Le titre est provocateur? C'est celui qu'a choisi le quotidien torontois The Globe and Mail pour raconter avec un luxe de détails l'histoire de cette pénurie mondiale d'isotopes dont le Canada est, en partie, responsable.

Isotopes médicaux. L'expression est aussi éloignée de notre réalité quotidienne qu'il est possible de l'être et pourtant, le principe est facile à comprendre : on se sert de ces éléments radioactifs pour voir ce qui ne peut être vu par les techniques conventionnelles.

Les bonnes vieilles radiographies, pour observer l'intérieur de notre corps, c'était bien, mais l'imagerie médicale, c'est beaucoup mieux. Et sans isotopes médicaux, pas d'imagerie. Les chiffres officiels font état de 70 000 hôpitaux et institutions de santé, à travers le monde, qui comptent sur ces isotopes pour diagnostiquer cancers, problèmes cardiaques et autres maux.

Or, pour produire ces isotopes, nommément le molybdenum-99, il faut des réacteurs nucléaires. Seuls quelques-uns à travers le monde sont spécifiquement adaptés à cette tâche. Avec son réacteur de Chalk River, en Ontario, le Canada avait donc développé au fil des décennies une expertise unique au monde. Sauf que ce réacteur est âgé de 52 ans. Qu'il ait davantage besoin de réparations dans les années 2000 que dans les années 1950 n'était donc pas difficile à prévoir.

«Ce n'est pas la faute du gouvernement si [ce réacteur] est en panne», réagit dans le Globe and Mail le physicien Norman Laurin, de l'Hôpital régional de Trois-Rivières. «C'est la gestion de la crise qui aurait dû être bien mieux menée.»

En d'autres termes, la crise était évitable. Ce qui veut dire qu'il y a en ce moment 70 000 hôpitaux et institutions de santé qui, à travers le monde, n'ont pas une très haute opinion de «l'expertise» canadienne : d'autant moins que depuis que le Conseil national de recherches a annoncé la fermeture du réacteur, le 18 novembre 2007, sa date de remise en service n'a jamais cessé de reculer (aux dernières nouvelles : printemps 2010).

«Le Canada, jadis considéré comme un chef de file de la production d'isotopes, a nié ses responsabilités face au monde médical», juge le président de la Société internationale de médecine nucléaire.

La résistance du gouvernement conservateur à rouvrir deux plus petits réacteurs Maple (Multipurpose Applied Physics Lattice Experiment), construits sur le même site de Chalk River, n'a pas aidé à redorer son image dans la communauté du nucléaire. Ces deux réacteurs, écrivait Nature en juillet, construits justement en prévision du vieillissement de leur grand frère, auraient pu devenir les premiers réacteurs nucléaires du monde spécifiquement dévolus à la production d'isotopes médicaux, mais ils sont sur la glace depuis mai 2008 : Énergie Atomique Canada avait alors invoqué des questions de sécurité qui seraient trop coûteuses pour être résolues. Un éditorialiste, un ancien ministre et d'autres, ont réclamé depuis le début du mois la relance de Maple.

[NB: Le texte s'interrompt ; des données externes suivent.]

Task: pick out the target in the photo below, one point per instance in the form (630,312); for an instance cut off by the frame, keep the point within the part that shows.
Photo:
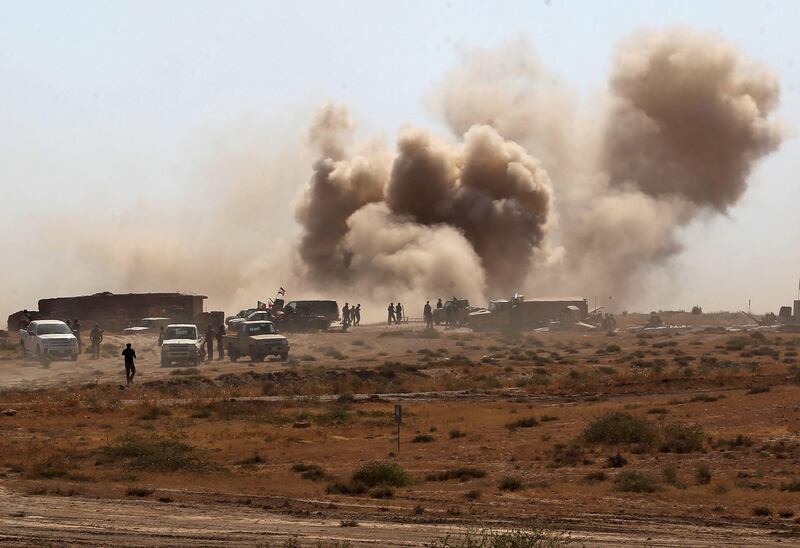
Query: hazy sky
(102,105)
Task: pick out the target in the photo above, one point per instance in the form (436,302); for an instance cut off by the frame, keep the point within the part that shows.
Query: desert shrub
(566,455)
(510,483)
(150,453)
(636,482)
(618,427)
(527,422)
(250,461)
(422,438)
(461,474)
(339,488)
(313,472)
(616,461)
(381,492)
(381,473)
(472,494)
(681,438)
(529,537)
(703,474)
(153,412)
(598,476)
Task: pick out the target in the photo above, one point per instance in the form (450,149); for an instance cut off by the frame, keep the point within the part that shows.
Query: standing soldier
(345,316)
(220,334)
(427,313)
(96,337)
(209,343)
(130,368)
(76,330)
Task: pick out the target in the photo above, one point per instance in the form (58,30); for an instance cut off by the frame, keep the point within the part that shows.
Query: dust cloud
(535,190)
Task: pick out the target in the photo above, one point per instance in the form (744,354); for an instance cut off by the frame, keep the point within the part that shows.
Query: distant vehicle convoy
(48,340)
(257,339)
(181,344)
(147,325)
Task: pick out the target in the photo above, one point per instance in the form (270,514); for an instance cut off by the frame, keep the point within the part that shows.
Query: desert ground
(667,437)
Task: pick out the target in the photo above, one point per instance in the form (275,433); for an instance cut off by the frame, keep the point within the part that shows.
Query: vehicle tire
(43,358)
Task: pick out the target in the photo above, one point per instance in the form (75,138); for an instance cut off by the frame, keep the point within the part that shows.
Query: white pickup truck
(182,344)
(48,340)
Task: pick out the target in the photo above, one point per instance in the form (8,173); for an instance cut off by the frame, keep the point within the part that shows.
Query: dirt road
(46,520)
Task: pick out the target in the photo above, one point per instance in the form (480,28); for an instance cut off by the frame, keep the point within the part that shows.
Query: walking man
(130,369)
(427,313)
(76,330)
(96,337)
(220,334)
(209,343)
(345,316)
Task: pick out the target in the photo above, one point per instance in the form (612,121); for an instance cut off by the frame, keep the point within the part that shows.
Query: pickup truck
(47,340)
(182,344)
(257,339)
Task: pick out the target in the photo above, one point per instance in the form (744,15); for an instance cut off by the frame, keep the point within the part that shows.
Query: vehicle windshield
(261,329)
(188,332)
(54,329)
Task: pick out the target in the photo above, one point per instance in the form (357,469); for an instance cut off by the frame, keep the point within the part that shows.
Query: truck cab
(48,340)
(257,339)
(181,344)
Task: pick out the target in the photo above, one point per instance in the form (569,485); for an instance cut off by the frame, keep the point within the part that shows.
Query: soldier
(130,368)
(427,313)
(220,334)
(76,330)
(96,337)
(345,316)
(209,343)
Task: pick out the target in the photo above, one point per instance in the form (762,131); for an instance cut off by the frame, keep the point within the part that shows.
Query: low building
(117,311)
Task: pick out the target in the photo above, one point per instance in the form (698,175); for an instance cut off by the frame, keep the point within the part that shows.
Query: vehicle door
(28,341)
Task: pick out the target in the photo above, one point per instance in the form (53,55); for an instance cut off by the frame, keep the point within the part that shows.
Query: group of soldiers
(351,315)
(209,339)
(95,337)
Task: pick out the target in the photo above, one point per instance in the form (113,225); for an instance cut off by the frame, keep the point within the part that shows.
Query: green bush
(377,473)
(618,427)
(636,482)
(461,474)
(510,483)
(681,438)
(422,438)
(527,422)
(151,453)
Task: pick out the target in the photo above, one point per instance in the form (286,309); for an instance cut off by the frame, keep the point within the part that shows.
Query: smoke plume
(486,192)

Parallèlement, des groupes privés mettent leurs propres projets sur la table, promettant être capables de produire des isotopes avec des accélérateurs de particules, ce qui aurait pour avantage de ne pas laisser de déchets nucléaires. Leur efficacité est loin d'être assurée. Un comité gouvernemental doit publier ses recommandations d'ici le 30 novembre.

En attendant, c'est même d'exode des cerveaux dont on commence à parler. Ces experts nucléaires - ingénieurs, médecins, physiciens - qui ont fait en sorte que le Canada soit devenu le principal fournisseur mondial d'isotopes médicaux, iront voir ailleurs, si une éventuelle réouverture de Chalk River et des deux réacteurs Maple continue de reculer, ou si l'option «réacteur nucléaire» est écartée. « Toute cette expertise s'évanouirait », explique Dominic Ryan, président de l'Institut canadien sur la dispersion des neutrons. Et ce ne sont pas seulement 70 000 hôpitaux et institutions de santé qui auraient l'impression qu'on les a laissés tomber.